New Study Shows That Hydroxychloroquine Saves Lives - Reedx
https://www.prnewswire.com/news-releases/new-study-shows-that-hydroxychloroquine-saves-lives-states-association-of-american-physicians--surgeons-aaps-301089425.html
======
pmiller2
How about the study instead of the press release:
[https://www.ijidonline.com/article/S1201-9712(20)30534-8/ful...](https://www.ijidonline.com/article/S1201-9712\(20\)30534-8/fulltext)

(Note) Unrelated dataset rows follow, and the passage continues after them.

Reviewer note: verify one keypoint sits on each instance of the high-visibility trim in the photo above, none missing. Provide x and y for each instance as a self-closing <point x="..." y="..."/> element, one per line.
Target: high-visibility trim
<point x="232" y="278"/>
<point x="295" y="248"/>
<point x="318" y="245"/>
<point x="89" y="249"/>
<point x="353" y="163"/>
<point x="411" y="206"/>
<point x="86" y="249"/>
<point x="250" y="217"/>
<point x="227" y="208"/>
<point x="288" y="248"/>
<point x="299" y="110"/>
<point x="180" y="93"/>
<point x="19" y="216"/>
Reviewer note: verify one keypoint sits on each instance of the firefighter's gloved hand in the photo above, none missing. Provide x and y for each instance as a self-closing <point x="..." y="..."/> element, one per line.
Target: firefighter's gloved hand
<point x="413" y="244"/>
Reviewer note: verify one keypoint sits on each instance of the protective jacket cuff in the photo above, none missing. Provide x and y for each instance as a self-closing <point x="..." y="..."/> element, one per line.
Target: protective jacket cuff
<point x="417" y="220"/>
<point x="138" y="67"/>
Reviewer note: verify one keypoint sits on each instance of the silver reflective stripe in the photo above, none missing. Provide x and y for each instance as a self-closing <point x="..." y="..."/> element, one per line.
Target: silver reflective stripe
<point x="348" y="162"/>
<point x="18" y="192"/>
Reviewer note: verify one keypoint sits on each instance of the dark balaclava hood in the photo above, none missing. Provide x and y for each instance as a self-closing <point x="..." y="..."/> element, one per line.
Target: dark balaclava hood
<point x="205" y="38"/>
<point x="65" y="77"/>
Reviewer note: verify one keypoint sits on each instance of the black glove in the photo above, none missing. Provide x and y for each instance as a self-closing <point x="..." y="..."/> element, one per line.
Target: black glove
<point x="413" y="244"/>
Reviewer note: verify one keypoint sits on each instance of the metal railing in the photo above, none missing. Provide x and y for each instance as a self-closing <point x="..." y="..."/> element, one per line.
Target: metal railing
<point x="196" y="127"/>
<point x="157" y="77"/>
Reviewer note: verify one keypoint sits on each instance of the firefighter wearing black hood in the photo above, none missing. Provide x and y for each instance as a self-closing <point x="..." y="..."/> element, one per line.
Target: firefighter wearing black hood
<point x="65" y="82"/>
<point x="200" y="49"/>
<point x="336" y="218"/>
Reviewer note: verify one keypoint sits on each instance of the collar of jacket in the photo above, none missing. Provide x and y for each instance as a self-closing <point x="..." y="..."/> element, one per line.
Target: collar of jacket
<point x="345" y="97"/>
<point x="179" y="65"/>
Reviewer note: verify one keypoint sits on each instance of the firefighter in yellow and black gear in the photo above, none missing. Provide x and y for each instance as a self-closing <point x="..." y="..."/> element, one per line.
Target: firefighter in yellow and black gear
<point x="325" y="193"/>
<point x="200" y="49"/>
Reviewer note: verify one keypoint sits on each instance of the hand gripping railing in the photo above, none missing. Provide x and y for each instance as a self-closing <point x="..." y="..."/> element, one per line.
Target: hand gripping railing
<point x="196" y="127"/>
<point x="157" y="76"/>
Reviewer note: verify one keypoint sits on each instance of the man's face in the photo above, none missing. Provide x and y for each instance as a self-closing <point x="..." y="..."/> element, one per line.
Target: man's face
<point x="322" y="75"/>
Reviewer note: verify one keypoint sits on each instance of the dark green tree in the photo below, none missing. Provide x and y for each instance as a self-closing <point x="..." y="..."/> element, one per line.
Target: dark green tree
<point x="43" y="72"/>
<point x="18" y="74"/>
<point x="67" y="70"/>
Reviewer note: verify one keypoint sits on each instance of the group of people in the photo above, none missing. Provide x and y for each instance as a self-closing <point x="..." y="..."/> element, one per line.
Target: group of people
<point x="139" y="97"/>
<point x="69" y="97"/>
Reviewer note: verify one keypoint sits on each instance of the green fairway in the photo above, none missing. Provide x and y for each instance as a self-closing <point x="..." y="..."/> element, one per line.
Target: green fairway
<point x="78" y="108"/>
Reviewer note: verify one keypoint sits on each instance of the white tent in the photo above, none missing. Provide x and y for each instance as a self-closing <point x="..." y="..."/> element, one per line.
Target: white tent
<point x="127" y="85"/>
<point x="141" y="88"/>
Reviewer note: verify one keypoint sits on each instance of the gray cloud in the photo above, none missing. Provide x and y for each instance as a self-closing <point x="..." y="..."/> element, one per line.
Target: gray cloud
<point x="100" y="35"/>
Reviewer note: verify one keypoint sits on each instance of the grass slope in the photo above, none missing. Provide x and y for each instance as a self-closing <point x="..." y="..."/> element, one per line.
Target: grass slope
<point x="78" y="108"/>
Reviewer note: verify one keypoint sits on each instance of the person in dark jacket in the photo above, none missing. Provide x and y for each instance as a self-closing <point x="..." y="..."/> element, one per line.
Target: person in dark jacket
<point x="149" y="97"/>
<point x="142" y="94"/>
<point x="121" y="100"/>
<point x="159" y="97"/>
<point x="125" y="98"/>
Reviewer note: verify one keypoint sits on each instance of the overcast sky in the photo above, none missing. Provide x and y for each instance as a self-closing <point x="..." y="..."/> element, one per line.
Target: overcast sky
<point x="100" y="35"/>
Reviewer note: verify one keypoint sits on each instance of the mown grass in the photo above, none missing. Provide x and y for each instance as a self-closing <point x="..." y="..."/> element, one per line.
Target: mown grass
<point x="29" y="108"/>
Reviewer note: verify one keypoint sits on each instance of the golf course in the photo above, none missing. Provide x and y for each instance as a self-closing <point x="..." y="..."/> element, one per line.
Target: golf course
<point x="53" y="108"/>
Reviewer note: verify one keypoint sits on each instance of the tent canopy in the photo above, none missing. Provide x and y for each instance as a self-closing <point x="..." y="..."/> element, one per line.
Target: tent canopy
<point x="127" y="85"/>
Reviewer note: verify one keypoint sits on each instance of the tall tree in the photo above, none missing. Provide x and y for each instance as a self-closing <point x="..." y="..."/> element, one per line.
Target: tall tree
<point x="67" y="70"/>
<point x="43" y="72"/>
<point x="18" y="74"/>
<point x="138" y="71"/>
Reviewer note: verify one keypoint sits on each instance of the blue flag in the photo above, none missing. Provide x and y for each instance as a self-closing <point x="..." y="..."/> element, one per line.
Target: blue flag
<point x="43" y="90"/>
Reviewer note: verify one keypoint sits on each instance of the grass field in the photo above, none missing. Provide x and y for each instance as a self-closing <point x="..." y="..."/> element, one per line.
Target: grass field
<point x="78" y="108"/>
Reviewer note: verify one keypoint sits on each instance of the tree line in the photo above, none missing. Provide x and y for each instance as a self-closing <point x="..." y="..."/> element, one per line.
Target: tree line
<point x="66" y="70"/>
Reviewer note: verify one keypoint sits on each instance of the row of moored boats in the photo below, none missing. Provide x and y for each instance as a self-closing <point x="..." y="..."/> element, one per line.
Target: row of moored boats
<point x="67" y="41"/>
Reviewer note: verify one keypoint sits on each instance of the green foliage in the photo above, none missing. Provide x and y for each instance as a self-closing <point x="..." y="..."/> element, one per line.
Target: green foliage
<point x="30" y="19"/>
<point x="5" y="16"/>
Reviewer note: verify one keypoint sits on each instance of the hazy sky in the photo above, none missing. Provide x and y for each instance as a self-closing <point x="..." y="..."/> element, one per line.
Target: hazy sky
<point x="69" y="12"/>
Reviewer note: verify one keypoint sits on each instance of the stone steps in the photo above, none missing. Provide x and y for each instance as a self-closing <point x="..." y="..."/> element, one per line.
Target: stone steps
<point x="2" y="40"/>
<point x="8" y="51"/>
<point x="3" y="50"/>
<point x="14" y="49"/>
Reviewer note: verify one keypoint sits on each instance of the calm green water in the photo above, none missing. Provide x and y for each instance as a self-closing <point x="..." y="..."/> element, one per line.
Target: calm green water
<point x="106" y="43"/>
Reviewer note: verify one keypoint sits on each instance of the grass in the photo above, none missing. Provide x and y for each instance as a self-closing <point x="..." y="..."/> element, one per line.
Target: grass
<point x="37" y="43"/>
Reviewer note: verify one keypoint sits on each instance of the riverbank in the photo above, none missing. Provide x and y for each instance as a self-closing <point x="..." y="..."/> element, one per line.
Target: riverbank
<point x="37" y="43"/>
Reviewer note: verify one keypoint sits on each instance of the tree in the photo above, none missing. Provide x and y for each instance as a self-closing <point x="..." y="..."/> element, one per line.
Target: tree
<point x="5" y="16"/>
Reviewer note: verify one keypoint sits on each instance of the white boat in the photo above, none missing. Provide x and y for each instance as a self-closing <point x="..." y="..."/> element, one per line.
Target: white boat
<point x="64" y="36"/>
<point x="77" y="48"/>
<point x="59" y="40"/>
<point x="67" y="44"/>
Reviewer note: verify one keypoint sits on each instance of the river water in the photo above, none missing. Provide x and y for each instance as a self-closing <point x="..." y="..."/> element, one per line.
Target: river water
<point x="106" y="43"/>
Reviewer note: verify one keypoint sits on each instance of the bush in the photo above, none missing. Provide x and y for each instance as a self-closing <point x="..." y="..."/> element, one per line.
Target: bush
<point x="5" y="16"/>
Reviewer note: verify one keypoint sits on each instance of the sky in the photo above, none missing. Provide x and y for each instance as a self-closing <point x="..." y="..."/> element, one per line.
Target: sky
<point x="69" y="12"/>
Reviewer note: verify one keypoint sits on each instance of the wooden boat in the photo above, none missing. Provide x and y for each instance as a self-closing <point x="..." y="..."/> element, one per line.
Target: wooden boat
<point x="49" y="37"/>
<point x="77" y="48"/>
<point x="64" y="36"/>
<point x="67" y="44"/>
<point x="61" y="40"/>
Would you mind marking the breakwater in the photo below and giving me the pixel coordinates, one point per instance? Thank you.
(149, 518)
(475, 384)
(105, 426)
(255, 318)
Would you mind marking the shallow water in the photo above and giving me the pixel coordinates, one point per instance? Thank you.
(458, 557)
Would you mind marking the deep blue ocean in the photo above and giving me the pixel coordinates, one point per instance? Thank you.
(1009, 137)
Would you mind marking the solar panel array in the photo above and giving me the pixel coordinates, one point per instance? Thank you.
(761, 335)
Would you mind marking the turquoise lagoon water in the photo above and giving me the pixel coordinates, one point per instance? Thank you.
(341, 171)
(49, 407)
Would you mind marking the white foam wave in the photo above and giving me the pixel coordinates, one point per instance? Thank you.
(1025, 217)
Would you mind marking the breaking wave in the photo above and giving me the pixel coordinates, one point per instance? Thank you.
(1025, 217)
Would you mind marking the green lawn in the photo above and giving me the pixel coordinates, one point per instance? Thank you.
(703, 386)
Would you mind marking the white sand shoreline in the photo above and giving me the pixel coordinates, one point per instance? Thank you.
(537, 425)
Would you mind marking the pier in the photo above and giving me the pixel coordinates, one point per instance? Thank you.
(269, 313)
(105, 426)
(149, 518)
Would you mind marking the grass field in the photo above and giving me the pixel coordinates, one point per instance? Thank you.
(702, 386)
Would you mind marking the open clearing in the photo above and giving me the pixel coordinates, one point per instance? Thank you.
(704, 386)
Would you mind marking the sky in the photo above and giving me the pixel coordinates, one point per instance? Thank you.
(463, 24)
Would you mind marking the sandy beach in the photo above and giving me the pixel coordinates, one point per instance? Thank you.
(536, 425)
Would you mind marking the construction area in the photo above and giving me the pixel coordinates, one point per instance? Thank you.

I have to admit, the HCQ research has me all confused. First it works, then it
doesn't work, then it works with zinc and/or azithromycin? Which is it? Are
there any obvious flaws with this study, other than it not being a randomized,
double blind, controlled study?

------
shadowprofile77
I suspect that some of the negativity and unwillingness to give more credit to
the possibility that HCQ works stems from Trump having jumped the gun in
typical Trump fashion, and applauded it so early in the process of
investigation. A strong general media disfavor of anything Trump-favored could
easily spread from there and, since many scientists are also sensitive to
reputation, they too clammed up for a while, until it really did start to seem
that it helps in some cases.

Here where I live, an acquaintance of mine is a doctor in one of the region's
biggest public hospitals dedicated to COVID cases, and he and his colleagues
all use HCQ regularly for their hospitalized patients along with a few other
drugs that include ivermectin and azithromycin. He insists that they do seem
to provide therapeutic help, in his clinical experience, and more anecdotally,
this same doctor has treated two very elderly (90 years+) people I know who
got COVID and both recovered after a fairly moderate level of illness.